The False Negative Rate (FNR) is calculated by taking an input pair from each ID (e.g. img_1 and img_2), then computing the cosine similarity between the embeddings. A false positive occurs when an input pair is not verified for a particular ID. This is done for all input pairs, for all IDs in each group.
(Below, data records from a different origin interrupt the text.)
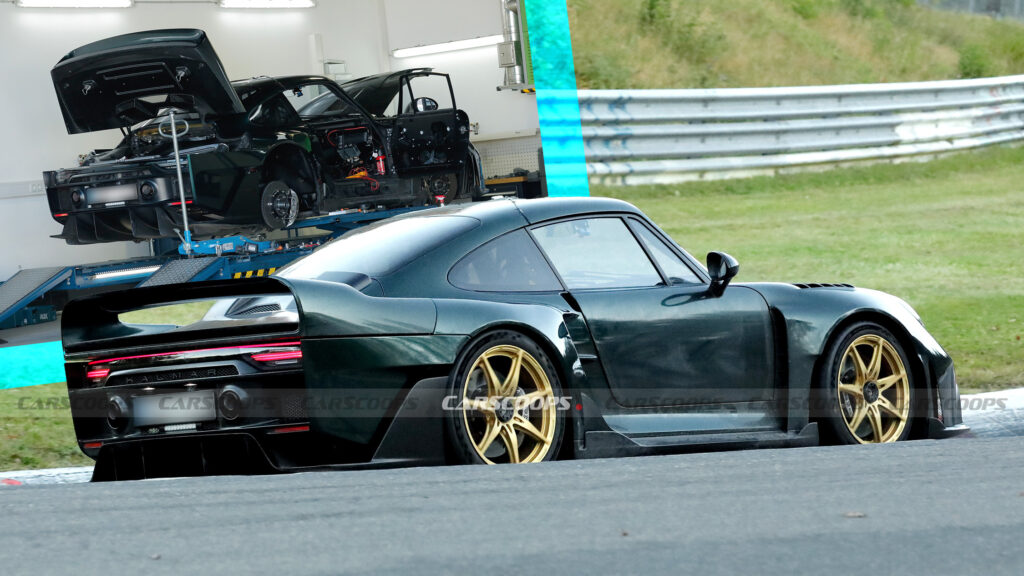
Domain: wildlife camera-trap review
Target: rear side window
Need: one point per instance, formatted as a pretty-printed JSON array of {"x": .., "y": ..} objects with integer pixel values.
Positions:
[
  {"x": 507, "y": 263},
  {"x": 672, "y": 264},
  {"x": 596, "y": 253}
]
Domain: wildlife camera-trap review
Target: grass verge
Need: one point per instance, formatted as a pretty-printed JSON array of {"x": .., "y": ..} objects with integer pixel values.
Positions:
[
  {"x": 946, "y": 236},
  {"x": 36, "y": 429}
]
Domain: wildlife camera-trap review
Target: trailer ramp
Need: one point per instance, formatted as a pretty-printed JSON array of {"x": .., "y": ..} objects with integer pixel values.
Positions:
[
  {"x": 179, "y": 272},
  {"x": 28, "y": 285}
]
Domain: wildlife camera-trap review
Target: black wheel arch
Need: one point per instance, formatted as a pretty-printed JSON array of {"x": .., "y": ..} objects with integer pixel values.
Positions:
[
  {"x": 562, "y": 364},
  {"x": 290, "y": 162}
]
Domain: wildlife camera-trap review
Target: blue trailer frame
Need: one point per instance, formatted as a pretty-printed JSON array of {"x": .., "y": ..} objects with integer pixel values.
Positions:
[{"x": 218, "y": 258}]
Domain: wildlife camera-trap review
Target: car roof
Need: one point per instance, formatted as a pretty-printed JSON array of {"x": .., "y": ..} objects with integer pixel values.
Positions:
[{"x": 535, "y": 210}]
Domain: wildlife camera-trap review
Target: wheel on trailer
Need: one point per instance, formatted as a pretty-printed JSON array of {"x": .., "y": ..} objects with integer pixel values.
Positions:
[
  {"x": 508, "y": 408},
  {"x": 279, "y": 205},
  {"x": 867, "y": 386}
]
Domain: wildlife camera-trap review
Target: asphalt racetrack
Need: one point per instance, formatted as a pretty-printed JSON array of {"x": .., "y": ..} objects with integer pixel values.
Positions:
[{"x": 952, "y": 506}]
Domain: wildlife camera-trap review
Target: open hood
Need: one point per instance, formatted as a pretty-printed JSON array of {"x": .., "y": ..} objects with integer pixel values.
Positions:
[
  {"x": 375, "y": 92},
  {"x": 127, "y": 79}
]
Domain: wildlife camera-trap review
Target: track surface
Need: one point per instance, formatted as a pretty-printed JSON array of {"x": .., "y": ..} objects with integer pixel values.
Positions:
[{"x": 920, "y": 507}]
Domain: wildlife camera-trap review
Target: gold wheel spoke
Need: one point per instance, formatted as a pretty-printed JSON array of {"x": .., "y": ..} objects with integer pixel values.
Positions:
[
  {"x": 851, "y": 389},
  {"x": 511, "y": 443},
  {"x": 888, "y": 381},
  {"x": 493, "y": 382},
  {"x": 884, "y": 404},
  {"x": 858, "y": 417},
  {"x": 494, "y": 428},
  {"x": 512, "y": 380},
  {"x": 528, "y": 427},
  {"x": 478, "y": 404},
  {"x": 876, "y": 364},
  {"x": 875, "y": 417}
]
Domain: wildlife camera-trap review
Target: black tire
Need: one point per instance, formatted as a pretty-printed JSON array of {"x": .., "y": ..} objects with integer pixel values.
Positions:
[
  {"x": 530, "y": 417},
  {"x": 869, "y": 401},
  {"x": 279, "y": 205}
]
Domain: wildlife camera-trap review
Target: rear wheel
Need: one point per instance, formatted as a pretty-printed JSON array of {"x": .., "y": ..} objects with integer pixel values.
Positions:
[
  {"x": 867, "y": 386},
  {"x": 508, "y": 402}
]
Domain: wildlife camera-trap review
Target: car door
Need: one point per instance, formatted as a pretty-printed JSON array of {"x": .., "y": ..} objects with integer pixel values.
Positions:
[
  {"x": 430, "y": 133},
  {"x": 662, "y": 336}
]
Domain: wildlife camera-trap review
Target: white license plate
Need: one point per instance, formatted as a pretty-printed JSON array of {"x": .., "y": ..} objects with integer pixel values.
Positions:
[{"x": 174, "y": 408}]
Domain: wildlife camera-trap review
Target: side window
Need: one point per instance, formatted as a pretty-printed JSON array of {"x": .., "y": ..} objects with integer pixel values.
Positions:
[
  {"x": 596, "y": 253},
  {"x": 507, "y": 263},
  {"x": 425, "y": 92},
  {"x": 274, "y": 114},
  {"x": 671, "y": 263}
]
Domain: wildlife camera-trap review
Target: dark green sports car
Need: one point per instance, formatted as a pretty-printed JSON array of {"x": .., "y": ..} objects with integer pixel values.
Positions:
[{"x": 503, "y": 331}]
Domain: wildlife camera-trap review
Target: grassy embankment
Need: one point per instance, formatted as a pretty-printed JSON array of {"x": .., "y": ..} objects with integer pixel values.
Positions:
[
  {"x": 946, "y": 236},
  {"x": 744, "y": 43},
  {"x": 35, "y": 422}
]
The False Positive Rate (FPR) is calculated similarily, except input pairs are now images of one ID with another.
Installation
pip install equiface==0.1.1
Calculating FPRs and FNRs
# Imports
from equiface.verification import FPR, FNR
# Directories and parameters
dataset_dir = 'testing_dataset/group_1'
model_path = 'model.tflite'
image_size = (160,160) # Input dimension for model
threshold = 0.5 # Threshold for cosine similarity
# FNR
FNR(dataset_dir,
model_path,
image_size=image_size,
threshold=threshold,
percentage=100,
use_multiprocessing=True,
num_cores=4)
FPR(dataset_dir,
model_path,
image_size=image_size,
threshold=threshold,
percentage=100,
use_multiprocessing=True,
num_cores=4)
The results are saved into a YAML file:
- False Negatives: 67
dataset: testing_dataset/group_1
metric: FNR
model_name: model
num_selected: 1251
total_pairs: 2502
value: 0.0536
- False Positives: 699
dataset: testing_dataset/group_1
metric: FPR
model_name: model
num_selected: 1563
total_pairs: 3126249
value: 0.4472
We also provide templates for converting TensorFlow models into the TFLite format, using model architecture and weights provided by DeepFace [1].
[1] S. Serengil and A. Ozpinar, "A Benchmark of Facial Recognition Pipelines and Co-Usability Performances of Modules", Journal of Information Technologies, vol. 17, no. 2, pp. 95-107, 2024.